Zehner Kurs – Lektion 27. Die Wichtigkeit der (täglichen) Morgenlektion

Zehner Kurs – Lektion 27. Die Wichtigkeit der (täglichen) Morgenlektion

Inhalt der Lektion
Materialien

Zehner Kurs – Lektion 27

Thema: Die Wichtigkeit der (täglichen) Morgenlektion

Ausgewählte Auszüge aus den Quellen


1. Baal HaSulam, Brief 22

„Setze feste Zeiten für das Tora-Studium fest, ohne jegliche Unterbrechung durch müßige Gespräche, Gott behüte. Sieh zu, dass du nicht weniger als fünf aufeinanderfolgende Stunden widmest. Du kannst sie auf jede beliebige Zeit des Tages legen, solange du sie nicht durch Gespräche unterbrichst – sie müssen zusammenhängend sein …

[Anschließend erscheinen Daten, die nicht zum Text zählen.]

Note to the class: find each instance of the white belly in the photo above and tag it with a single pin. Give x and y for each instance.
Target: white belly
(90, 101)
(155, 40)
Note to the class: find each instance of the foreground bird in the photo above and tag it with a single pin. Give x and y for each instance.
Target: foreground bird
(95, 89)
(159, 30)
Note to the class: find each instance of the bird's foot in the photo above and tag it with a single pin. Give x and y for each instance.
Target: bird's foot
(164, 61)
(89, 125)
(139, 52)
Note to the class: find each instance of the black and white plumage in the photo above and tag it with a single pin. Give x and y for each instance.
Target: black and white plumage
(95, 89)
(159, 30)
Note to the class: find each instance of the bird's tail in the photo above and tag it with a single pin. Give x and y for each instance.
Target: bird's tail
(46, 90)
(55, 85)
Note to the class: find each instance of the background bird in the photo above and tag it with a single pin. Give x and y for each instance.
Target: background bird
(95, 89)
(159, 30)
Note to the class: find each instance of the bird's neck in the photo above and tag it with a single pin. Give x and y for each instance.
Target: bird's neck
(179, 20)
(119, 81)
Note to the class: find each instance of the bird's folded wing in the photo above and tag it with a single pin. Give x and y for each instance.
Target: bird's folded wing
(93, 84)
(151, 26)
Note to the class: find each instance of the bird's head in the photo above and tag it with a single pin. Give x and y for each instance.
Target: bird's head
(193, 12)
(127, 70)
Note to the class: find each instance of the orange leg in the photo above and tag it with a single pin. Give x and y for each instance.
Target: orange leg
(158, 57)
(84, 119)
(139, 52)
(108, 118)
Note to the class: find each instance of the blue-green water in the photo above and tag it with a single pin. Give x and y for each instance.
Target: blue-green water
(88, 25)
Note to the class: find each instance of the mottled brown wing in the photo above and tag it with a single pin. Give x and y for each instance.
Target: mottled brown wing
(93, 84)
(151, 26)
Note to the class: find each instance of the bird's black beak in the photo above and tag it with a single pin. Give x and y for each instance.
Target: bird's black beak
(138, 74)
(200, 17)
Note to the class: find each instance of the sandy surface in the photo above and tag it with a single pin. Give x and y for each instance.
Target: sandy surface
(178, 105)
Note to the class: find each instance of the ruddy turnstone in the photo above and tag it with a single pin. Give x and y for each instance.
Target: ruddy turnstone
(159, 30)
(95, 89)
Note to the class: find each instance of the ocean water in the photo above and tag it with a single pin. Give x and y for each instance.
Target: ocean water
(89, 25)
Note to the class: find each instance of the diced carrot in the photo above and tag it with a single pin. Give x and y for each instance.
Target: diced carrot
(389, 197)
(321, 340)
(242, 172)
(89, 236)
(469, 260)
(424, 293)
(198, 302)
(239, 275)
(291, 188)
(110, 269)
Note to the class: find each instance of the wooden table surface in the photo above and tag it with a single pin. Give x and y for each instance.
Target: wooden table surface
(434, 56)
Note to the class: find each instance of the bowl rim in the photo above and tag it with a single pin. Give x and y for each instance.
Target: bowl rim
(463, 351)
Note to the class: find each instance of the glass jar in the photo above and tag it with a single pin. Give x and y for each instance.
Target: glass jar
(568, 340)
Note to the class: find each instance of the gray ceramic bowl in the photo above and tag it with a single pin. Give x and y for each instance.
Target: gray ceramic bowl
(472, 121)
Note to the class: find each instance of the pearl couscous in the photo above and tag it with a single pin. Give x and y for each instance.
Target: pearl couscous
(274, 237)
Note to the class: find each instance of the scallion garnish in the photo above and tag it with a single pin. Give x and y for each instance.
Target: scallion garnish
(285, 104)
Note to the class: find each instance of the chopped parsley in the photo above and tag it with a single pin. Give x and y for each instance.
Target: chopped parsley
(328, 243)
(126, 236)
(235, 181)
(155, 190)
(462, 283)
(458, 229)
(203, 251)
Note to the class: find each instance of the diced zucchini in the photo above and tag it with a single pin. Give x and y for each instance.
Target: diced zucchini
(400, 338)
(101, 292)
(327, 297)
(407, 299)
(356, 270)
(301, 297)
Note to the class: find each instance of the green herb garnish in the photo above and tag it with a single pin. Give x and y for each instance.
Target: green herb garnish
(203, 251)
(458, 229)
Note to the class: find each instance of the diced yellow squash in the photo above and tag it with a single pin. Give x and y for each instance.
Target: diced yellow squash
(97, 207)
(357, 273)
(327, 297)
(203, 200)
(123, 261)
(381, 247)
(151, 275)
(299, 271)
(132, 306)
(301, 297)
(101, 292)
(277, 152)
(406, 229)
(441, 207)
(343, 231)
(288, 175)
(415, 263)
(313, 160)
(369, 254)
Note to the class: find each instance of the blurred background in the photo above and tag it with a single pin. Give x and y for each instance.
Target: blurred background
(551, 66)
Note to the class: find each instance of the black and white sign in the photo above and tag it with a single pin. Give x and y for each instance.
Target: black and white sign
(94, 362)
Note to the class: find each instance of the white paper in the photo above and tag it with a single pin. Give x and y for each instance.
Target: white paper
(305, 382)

Sei sorgfältig, nichts vom Studium zu vergessen, sondern wiederhole das Gelernte, wie es sich gehört. Es wäre auch gut für dich, zu lernen, Lehrer zu sein; das wird dir sehr hilfreich sein.

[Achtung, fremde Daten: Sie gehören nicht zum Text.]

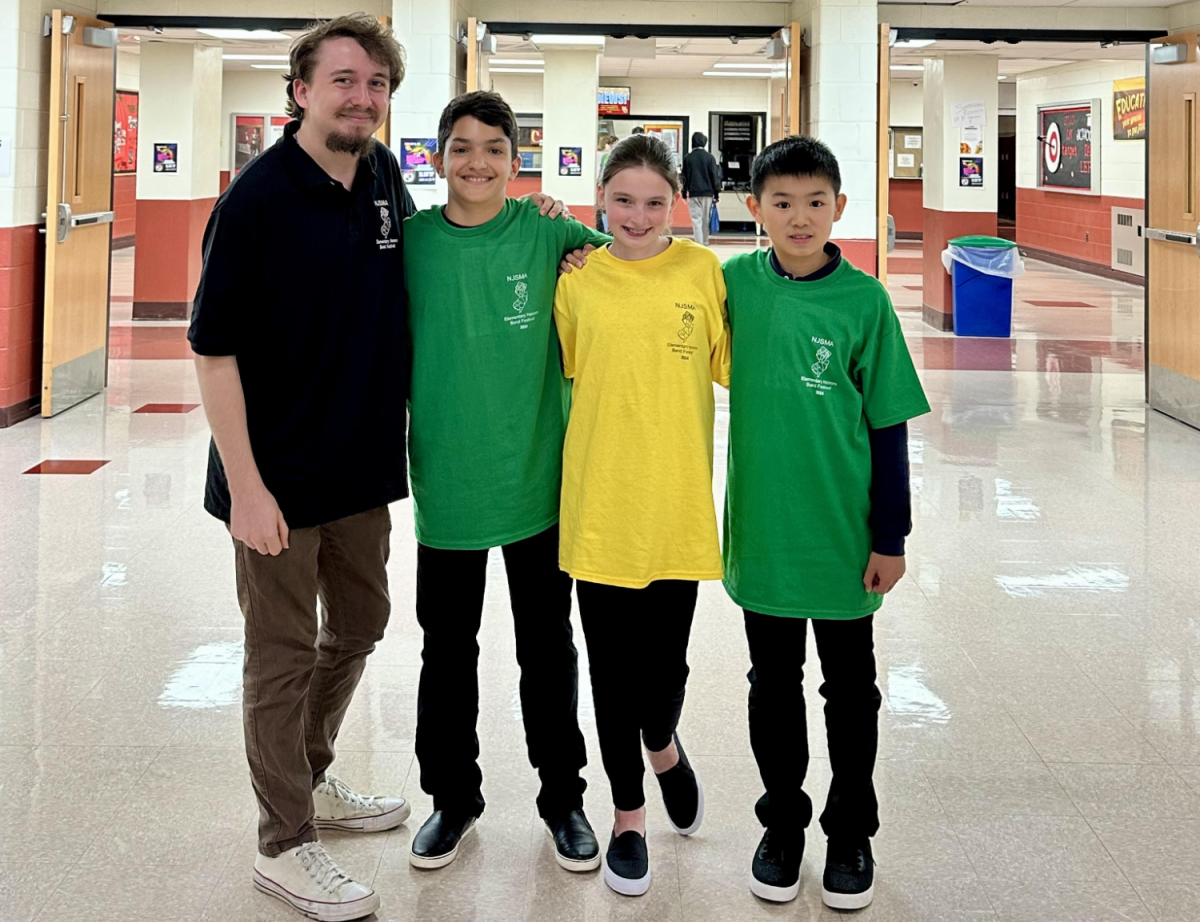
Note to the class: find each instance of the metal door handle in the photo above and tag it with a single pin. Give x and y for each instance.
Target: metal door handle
(1175, 237)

Du kannst während dieser fünf Stunden auch in einer Gruppe mit wem immer du willst lernen, aber sprich nicht über Dinge, die das Studium nicht betreffen …“


2. Rabash, Notiz 647 – Ein Gebet erfordert ein Gefühl des Mangels

Unsere Weisen sagten: „Setzt feste Zeiten für die Tora.“

Wir sollten sagen, dass Regelmäßigkeit bedeutet, dass man selbst dann, wenn man kein Verlangen und kein Bedürfnis hat, dennoch Tora lernen muss, denn die Tora selbst bringt ihm Kedusha [Heiligkeit], auch wenn er kein Bedürfnis zu lernen verspürt.


3. Rabash, Artikel 41 (1989) – Der tägliche Zeitplan

„Aus diesem Grund ist es gut, eine feste Zeit ausschließlich für das Lernen von Themen zu widmen, die von Glaube und Geben sprechen, denn wenn man diese Themen lernt, haftet man an solchen Gedanken, und dann ist es leichter, sich daran zu gewöhnen, sich an das Licht der Tora anzuhaften.“


4. Rabash, Artikel 12 (1988) – Was sind Tora und Arbeit auf dem Weg des Schöpfers?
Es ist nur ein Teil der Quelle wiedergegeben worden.